Just got off the phone.........HUGE CONGRATS to my good buddy Jimmie Darnell and Wildwings Girl's Best Friend (Diamond) on winning the Amateur!!! Also, China got a JAM in the Am and Open....Diamond also got a JAM in the Open!! Way to go girls!!

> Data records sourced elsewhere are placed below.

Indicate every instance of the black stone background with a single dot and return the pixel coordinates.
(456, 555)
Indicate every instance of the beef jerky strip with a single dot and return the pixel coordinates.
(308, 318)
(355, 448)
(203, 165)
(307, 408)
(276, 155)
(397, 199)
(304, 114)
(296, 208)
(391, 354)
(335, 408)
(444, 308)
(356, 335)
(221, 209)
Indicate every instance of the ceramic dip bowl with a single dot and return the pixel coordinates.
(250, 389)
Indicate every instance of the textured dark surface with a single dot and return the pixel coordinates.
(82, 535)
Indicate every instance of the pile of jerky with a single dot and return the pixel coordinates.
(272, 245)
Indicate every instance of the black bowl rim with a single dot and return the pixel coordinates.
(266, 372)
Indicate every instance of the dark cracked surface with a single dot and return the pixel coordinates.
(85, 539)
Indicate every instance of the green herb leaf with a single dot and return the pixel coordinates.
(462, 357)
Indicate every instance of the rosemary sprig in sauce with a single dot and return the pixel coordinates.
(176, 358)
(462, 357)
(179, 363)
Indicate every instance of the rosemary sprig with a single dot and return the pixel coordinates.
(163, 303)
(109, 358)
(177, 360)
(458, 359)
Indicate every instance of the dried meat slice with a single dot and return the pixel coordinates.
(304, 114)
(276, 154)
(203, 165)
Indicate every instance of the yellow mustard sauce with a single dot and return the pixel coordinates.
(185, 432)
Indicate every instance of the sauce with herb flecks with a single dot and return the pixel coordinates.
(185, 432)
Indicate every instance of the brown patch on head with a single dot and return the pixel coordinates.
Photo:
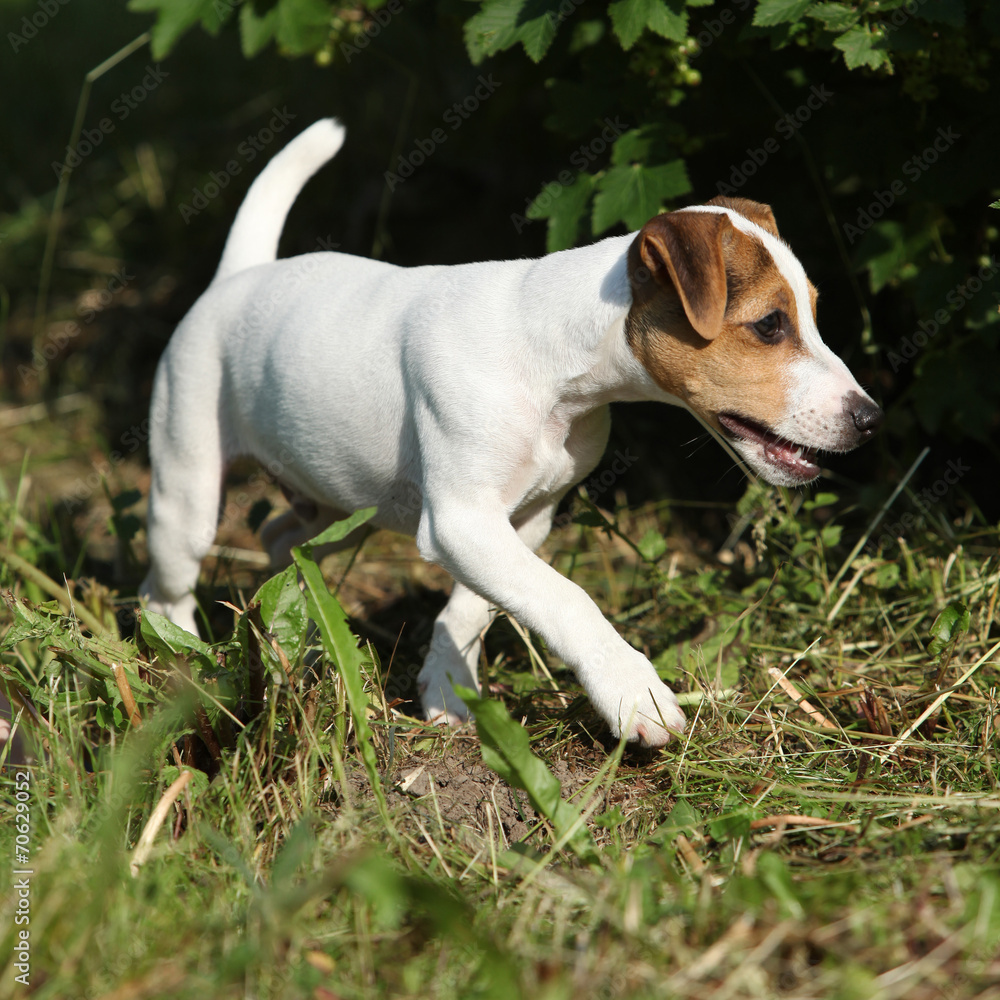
(686, 267)
(755, 211)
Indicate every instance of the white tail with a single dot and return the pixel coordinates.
(254, 237)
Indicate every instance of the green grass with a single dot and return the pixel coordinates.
(326, 845)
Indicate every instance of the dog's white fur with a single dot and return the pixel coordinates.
(461, 401)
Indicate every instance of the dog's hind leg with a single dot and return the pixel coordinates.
(183, 512)
(454, 655)
(457, 640)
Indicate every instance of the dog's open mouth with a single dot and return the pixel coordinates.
(796, 461)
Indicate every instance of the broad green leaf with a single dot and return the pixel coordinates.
(169, 640)
(284, 612)
(503, 23)
(683, 818)
(772, 12)
(835, 16)
(949, 626)
(629, 18)
(342, 647)
(862, 48)
(173, 18)
(302, 25)
(773, 872)
(634, 194)
(507, 751)
(943, 11)
(564, 206)
(734, 821)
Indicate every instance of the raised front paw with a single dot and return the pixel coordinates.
(438, 699)
(648, 714)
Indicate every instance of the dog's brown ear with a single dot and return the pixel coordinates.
(683, 250)
(755, 211)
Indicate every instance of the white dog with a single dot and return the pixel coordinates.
(464, 402)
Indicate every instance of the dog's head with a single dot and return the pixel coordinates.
(723, 317)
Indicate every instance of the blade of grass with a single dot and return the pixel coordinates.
(342, 646)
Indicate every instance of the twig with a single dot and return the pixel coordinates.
(863, 540)
(793, 692)
(152, 827)
(936, 704)
(689, 853)
(125, 690)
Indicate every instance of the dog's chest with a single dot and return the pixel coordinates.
(564, 452)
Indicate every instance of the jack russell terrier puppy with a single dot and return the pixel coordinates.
(465, 401)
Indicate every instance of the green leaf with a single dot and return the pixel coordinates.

Big Daddy Cane where you at this weekend, the girls kicked butt and took names!!!! HAHA!!


Way to go Team WildWing!!


Justin Etter


----------



## Old School Labs (May 17, 2006)

Congrats to Nick and Deuce on the Open 2nd and qualifying for the Nationals.
Amateur O/H with a full time job this is great. Hope it all passes on to his pups which I have one of.

Mark


----------



## Jason E. (Sep 9, 2004)

Creek Retrievers said:


> Any qualifying results?


any thing yet ???


----------



## ErinsEdge (Feb 14, 2003)

Results are posted on EE


----------



## JusticeDog (Jul 3, 2003)

CONGRATS TO LYDIA - 3BLACKDOGS, WHO TOOK 2ND IN THE QUAL AT HER FIRST FIELD TRIAL!    

She's hooked now!


----------



## Becky Mills (Jun 6, 2004)

WOW - WOOHOO - YEEHAW!!!!
Way to go LYDIA!!!


----------



## 3blackdogs (Aug 23, 2004)

JusticeDog said:


> She's hooked now!


Oh heck, the dang hook was set with Gracie and Lucas in Junior Hunter last year and Gracie in Senior Hunter this year! 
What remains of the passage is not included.